Diálogo errado de dois amantes.

Como pode acabar um sentimento que ao longo do tempo criou bases rochosas? Como pode a destemperança invadir corações em sintonia e relegar à sensaboria uma vontade de ficar, outrora ardente em nossos amantes? O que explicar quando numa manhã os adeuses tornam-se irrefutáveis e tão certos quanto a aurora que mais um dia se escancara por sobre nossas cabeças? Aqui, neste momento tão eterno e vulgar, o desaconchego atinge o zênite. Enquanto evapora-se, da relva, o orvalho, desaparecem, idem, as lágrimas desperdiçadas na madrugada. O rapaz-de-roupas-amassadas não despertou, encontrou-o aceso, ainda, os primeiros raios solares, sua cor era pálida, de esverdeada leveza perdida, e trazia, pesaroso, a certeza do fim. Já o outro-meio-cabisbaixo-menos-arrasado sabia ser a situação insustentável, ainda mais agora que lhe parecia tudo descabido. O não desjejum deixava o rapaz-de-roupas-amassadas fraco. A nolição espargira-se no ar. O re-encontro com a ex-namorada, fez o outro-meio-cabisbaixo-menos-arrasado viver um déjà vu e ter a esperança de um retorno, ainda que falseado. Não poderia permanecer, o futuro seria mais que imperfeito, sem ponderações, afinal, não haveria mais lugar.

O olhar desmaiado de um mirava, na opacidade do espelho sujo de lembranças, a silhueta do outro. Ecoava no quarto um respirar franzino, findando segundo-a-segundo, des-va-ne-ci-da-men-te. Entreolharam-se de soslaio, ao acaso, dissimulando eles, para não terem de constatar, um nas feições do outro, o sabor sanguíneo da derrota do amor. Nesta hora nem o “foi bom enquanto durou” poderia remediar. Inopinadamente um grito fez as cortinas tremerem, na verdade o ultimo desabafo choroso de um dos dois, não se sabe ao certo de quem, e isso nem mais os lençóis nem as paredes nem a mobília poderiam contar-nos. Aquela tensão detinha-os, inamovíveis, até que lentamente foi possível se ouvir de lábios entreabertos o despencar de um dialogo curto, tanto quanto injusto, mas não há-de se falar em justiça quando o quesito é a dor de um amor negaceado.

Diz ۝:

- São destes olhos luminosos que escorrem, até mim, o poder dos desejos. Assim transformo-me. Deste lume, parece-me a vida tão mais contundente e a dor forjo como posso, como possível for. Quais sentidos deveríamos procurar em nossos corações, se as forças pelas quais almejamos não existem para mais nada a não ser consumirem-nos?
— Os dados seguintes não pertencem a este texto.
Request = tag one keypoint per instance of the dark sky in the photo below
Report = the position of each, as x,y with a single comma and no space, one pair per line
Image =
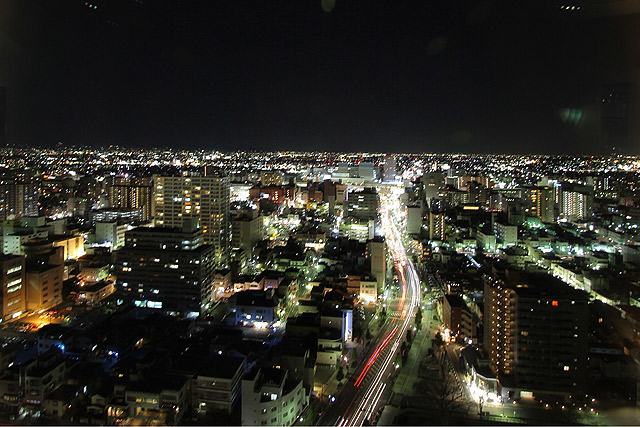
414,76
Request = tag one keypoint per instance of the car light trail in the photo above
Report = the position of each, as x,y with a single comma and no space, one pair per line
374,356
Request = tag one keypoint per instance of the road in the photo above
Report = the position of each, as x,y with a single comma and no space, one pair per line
366,391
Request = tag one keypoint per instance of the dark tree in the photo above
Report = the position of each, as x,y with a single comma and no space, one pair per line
445,398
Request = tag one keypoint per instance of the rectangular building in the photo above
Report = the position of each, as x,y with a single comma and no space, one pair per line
203,198
536,335
166,268
14,286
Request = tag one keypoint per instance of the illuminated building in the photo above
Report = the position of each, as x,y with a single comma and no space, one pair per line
18,200
362,205
536,335
166,268
576,201
486,241
457,318
133,194
205,198
44,285
389,171
414,219
437,226
14,286
543,203
110,233
3,115
246,231
507,234
377,252
271,178
271,398
433,184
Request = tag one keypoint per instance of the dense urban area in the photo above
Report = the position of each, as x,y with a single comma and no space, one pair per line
168,287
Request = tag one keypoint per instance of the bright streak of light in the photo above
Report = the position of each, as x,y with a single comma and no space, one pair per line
374,356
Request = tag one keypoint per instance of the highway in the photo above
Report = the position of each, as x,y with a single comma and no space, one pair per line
368,389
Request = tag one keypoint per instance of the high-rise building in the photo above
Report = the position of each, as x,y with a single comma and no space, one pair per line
614,117
247,230
437,226
3,116
14,287
433,184
377,251
362,205
270,397
414,219
507,234
18,200
204,198
133,194
543,203
389,171
166,268
44,284
535,333
576,201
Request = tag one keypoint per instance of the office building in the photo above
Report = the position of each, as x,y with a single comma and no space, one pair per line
576,201
133,194
204,198
18,200
14,286
166,268
377,252
507,234
247,229
44,284
271,398
437,226
536,335
3,116
362,205
110,233
414,219
432,184
543,203
389,168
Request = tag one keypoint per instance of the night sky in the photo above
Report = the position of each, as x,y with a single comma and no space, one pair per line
391,76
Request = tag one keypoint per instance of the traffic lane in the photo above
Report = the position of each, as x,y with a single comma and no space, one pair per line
346,395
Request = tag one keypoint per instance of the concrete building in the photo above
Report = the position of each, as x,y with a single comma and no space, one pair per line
486,241
536,335
543,203
110,233
217,385
44,285
166,268
433,184
133,194
204,198
576,201
14,286
247,230
437,226
377,252
362,205
270,398
414,219
18,200
158,401
507,234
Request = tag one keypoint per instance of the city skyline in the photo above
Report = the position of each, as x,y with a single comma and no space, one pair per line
321,75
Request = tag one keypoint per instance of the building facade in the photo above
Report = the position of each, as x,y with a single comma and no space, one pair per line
204,198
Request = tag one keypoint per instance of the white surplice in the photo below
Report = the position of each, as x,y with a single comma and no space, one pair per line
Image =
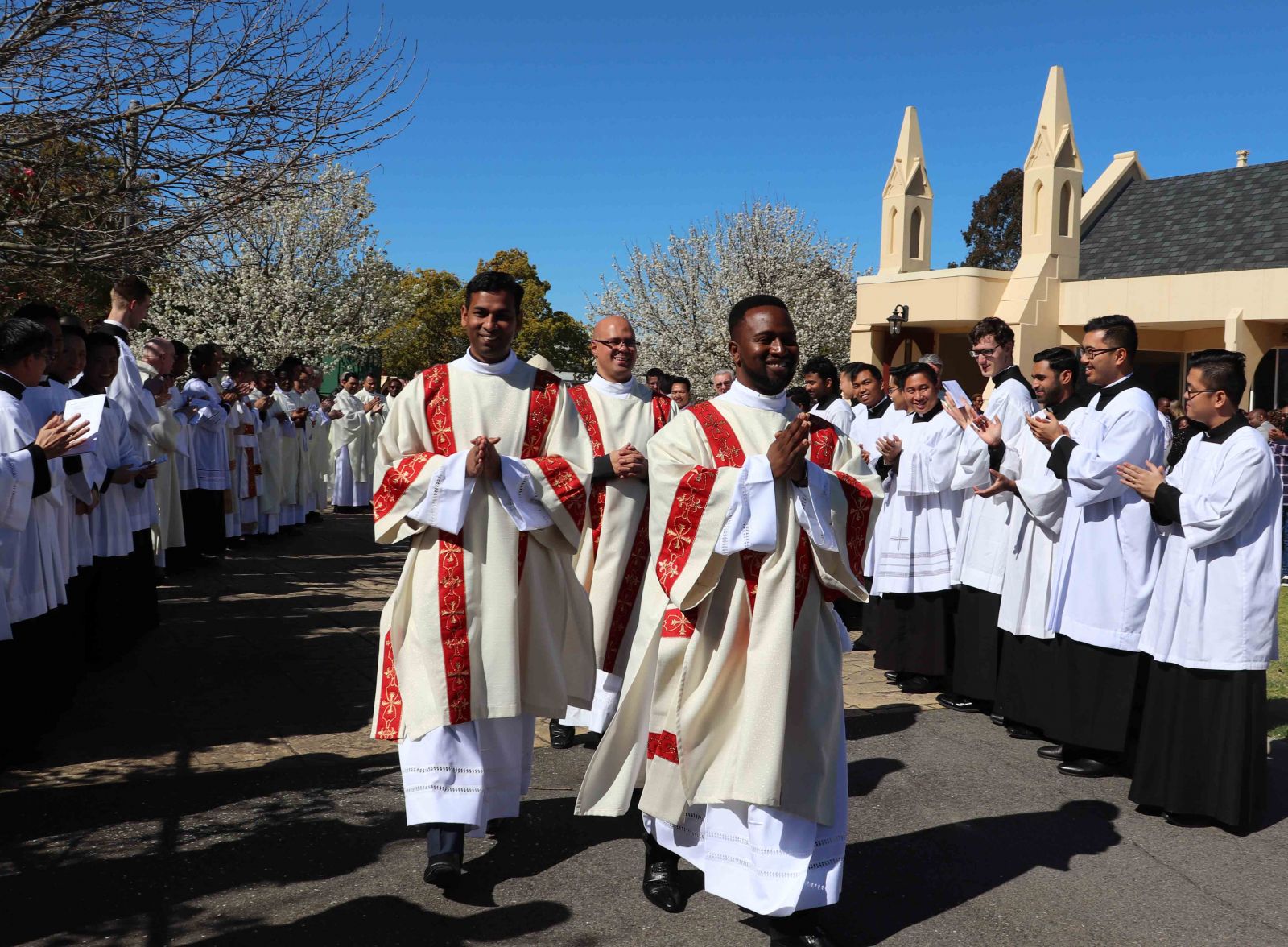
1108,554
742,746
919,519
1215,605
612,558
1034,534
985,521
489,625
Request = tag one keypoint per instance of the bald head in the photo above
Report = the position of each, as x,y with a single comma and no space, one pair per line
612,345
160,354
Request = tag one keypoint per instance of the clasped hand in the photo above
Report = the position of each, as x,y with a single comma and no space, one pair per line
789,451
483,461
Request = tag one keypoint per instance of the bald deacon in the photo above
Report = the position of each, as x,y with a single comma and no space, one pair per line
732,702
620,416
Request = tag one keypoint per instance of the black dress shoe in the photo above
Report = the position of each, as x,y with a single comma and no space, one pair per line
663,876
444,870
1184,821
966,705
1088,768
916,683
560,734
1018,731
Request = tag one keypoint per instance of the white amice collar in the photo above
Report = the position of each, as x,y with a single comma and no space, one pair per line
613,390
468,362
740,395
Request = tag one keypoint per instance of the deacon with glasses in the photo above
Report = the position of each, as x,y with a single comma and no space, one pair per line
732,704
1108,557
485,470
980,560
620,416
1211,628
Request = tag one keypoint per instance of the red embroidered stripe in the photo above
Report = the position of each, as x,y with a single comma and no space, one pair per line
541,409
390,713
396,482
676,624
858,511
452,627
630,589
682,523
663,745
567,487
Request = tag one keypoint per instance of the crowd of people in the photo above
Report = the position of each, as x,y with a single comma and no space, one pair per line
130,461
682,577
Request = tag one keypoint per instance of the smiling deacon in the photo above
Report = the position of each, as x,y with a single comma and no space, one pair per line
483,470
620,416
732,702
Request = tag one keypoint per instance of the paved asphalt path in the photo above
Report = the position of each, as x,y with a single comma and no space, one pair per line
959,835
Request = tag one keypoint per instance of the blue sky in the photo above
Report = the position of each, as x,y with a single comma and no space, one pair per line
573,129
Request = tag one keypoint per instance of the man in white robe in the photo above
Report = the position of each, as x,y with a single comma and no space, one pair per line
1212,622
1028,646
758,515
483,469
1108,557
620,416
919,536
824,386
353,446
130,302
979,566
156,365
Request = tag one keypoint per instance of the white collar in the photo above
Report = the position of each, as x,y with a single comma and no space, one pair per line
468,362
740,395
613,390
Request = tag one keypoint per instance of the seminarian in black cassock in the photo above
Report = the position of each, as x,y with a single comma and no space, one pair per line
1211,628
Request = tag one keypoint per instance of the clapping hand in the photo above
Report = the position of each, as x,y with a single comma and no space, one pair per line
1143,481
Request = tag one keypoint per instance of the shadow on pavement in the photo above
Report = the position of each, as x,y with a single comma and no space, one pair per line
895,883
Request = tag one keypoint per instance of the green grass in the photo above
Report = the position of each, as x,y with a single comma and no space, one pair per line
1277,678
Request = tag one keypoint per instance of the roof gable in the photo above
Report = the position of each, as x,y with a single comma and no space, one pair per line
1195,223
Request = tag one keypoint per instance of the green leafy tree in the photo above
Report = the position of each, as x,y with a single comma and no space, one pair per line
545,330
995,230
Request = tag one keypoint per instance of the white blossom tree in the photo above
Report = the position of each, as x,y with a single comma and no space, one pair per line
678,293
302,275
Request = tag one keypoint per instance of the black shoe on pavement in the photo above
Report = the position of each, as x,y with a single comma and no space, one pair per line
968,705
1018,731
663,876
1088,768
560,734
444,870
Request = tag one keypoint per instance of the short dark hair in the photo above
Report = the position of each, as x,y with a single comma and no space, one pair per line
1120,333
495,281
747,303
822,366
23,338
1059,358
100,341
920,369
1002,334
36,312
132,289
1224,371
203,354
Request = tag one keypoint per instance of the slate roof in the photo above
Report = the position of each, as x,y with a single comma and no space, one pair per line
1195,223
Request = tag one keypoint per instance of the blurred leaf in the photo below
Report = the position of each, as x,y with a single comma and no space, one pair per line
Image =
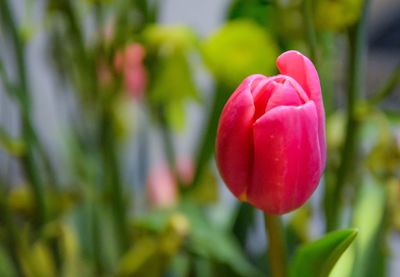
37,260
6,266
319,257
369,220
344,266
207,189
180,265
169,39
171,74
243,221
13,146
238,49
336,15
261,11
21,200
131,262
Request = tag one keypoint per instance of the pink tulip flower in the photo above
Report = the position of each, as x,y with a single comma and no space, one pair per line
271,147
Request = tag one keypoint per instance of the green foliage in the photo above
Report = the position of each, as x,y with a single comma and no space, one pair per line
336,15
238,49
172,81
74,202
319,257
Se já tentamos a fuga e o voltar se nos mostrou sempre como premente solução, não há porque repetir os erros já caducos. Como o cordeiro que retorna, diuturno, à amamentação, deste leite sempre intentaremos beber, fonte primaz do viver. Mirávamos o vale da morte, até nele podermos trafegar e, num único lastimar, preferir ter ficado onde os braços são macios e a água lenta e fria, pois perigávamos perder-nos do infinito, entre constelações outras, não reprimidas a tempo, não satisfeitas de todo. Menos pretendíamos o retorno de vistas baixas que o vencer inconcusso. Mas agora este é o chão e somos, já, sementes prontas a fincar nele as emoções, os respiros, o bradar dos vossos corações, a forca do entendimento, ou o lamento sem subterfúgios. É nosso o solo e assim vamos geminar.

Responde ۞:

- Desvencilhe-se de mim, neste instante, pois sou cavalgadura e desentendo de coisas outras, se não evidentes, misteriosas.
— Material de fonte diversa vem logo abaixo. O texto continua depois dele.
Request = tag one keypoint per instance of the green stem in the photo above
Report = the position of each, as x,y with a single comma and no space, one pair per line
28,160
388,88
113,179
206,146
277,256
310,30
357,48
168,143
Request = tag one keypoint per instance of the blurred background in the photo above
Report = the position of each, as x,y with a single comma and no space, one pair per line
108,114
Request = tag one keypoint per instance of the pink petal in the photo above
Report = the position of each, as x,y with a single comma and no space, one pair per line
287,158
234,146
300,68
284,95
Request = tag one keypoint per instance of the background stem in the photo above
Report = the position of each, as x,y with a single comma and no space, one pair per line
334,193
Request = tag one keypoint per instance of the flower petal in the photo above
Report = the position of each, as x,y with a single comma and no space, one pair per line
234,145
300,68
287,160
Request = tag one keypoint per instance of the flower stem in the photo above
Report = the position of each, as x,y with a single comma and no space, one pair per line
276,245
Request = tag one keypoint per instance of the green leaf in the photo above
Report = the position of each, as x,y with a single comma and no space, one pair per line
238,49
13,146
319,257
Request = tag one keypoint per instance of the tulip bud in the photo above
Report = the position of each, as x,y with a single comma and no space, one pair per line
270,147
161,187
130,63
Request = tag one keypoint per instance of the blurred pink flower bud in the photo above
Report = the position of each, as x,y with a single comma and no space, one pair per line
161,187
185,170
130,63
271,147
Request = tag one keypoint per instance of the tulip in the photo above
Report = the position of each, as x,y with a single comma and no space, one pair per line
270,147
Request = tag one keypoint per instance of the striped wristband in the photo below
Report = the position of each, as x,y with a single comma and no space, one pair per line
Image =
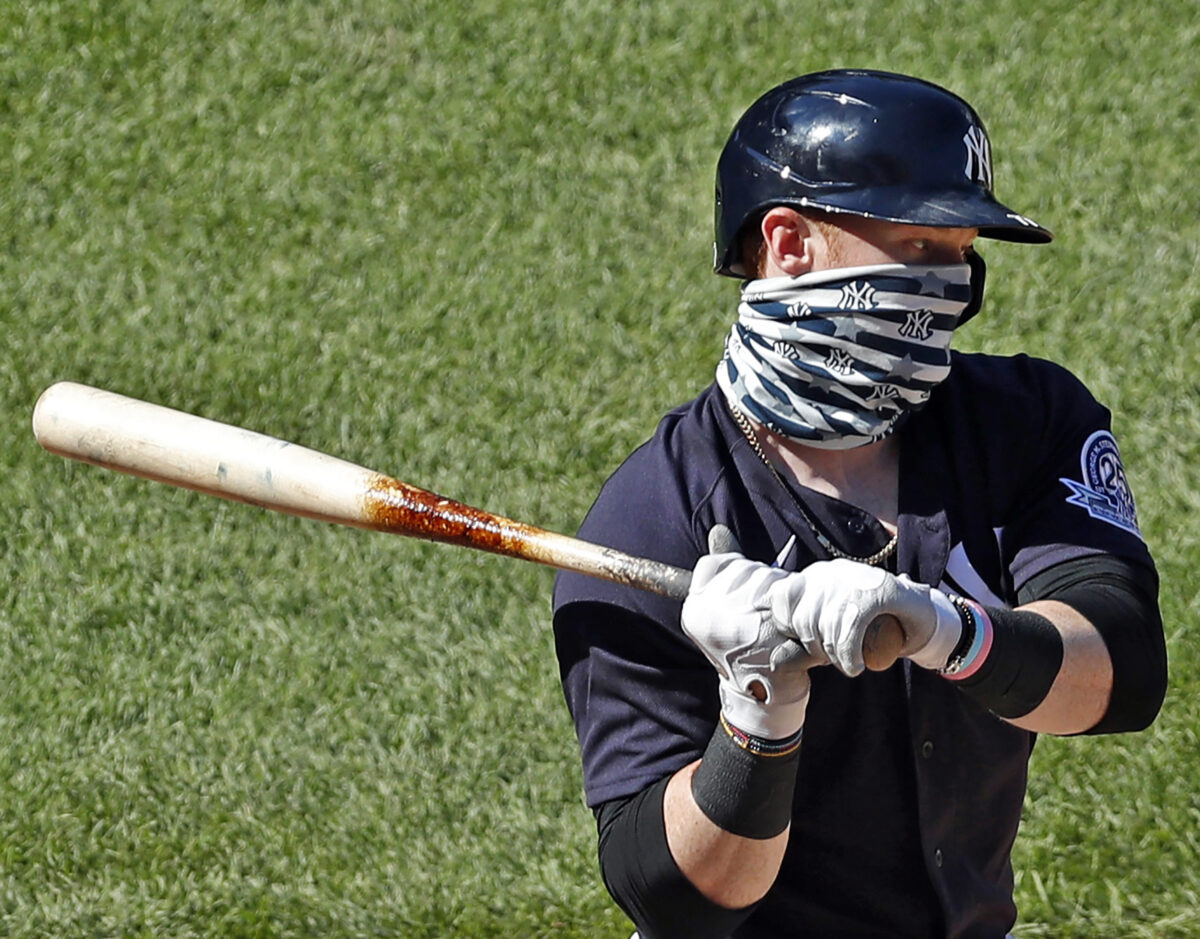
976,643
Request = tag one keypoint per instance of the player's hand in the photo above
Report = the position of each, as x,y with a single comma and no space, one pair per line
763,674
829,605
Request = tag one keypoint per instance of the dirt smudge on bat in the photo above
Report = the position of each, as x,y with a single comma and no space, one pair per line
396,507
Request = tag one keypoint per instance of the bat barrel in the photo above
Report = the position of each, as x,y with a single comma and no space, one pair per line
168,446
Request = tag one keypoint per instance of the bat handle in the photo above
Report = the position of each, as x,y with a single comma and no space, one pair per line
882,643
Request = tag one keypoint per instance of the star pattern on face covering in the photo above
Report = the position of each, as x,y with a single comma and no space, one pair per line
839,360
846,328
905,369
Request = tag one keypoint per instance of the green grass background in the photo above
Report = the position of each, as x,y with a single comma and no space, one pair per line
468,244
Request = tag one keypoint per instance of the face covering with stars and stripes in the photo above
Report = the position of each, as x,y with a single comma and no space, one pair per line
835,358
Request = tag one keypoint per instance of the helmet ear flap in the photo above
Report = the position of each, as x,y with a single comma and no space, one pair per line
978,275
O vento matutino entrou tranqüilamente através da janela sem nem fazer questão de agitar o ramo de flores posto sobre o criado-mudo. Saiu como entrou, discreto, nem mesmo pôde aliviar o incêndio que ensandecia os poros dos nossos ex-amantes. Por entre as flores ao lado da cama, um pequeno aracnídeo revelou-se. Com muito desprezo por tudo que por ali até então se vira, deu-se a tecer um fino fio transparente e pegajoso para nele capturar seu desjejum. Enquanto a luz acesa do abajur bege-amarelado espraiava-se em sua inutilidade diurna, vencida pela jornada extra de funcionalidade disfuncional, já que agora o quarto, outrora ocupado por nossos protagonistas, resta deserto e os raios do astro rei deixam cada canto daquele ambiente cada vez mais clareado.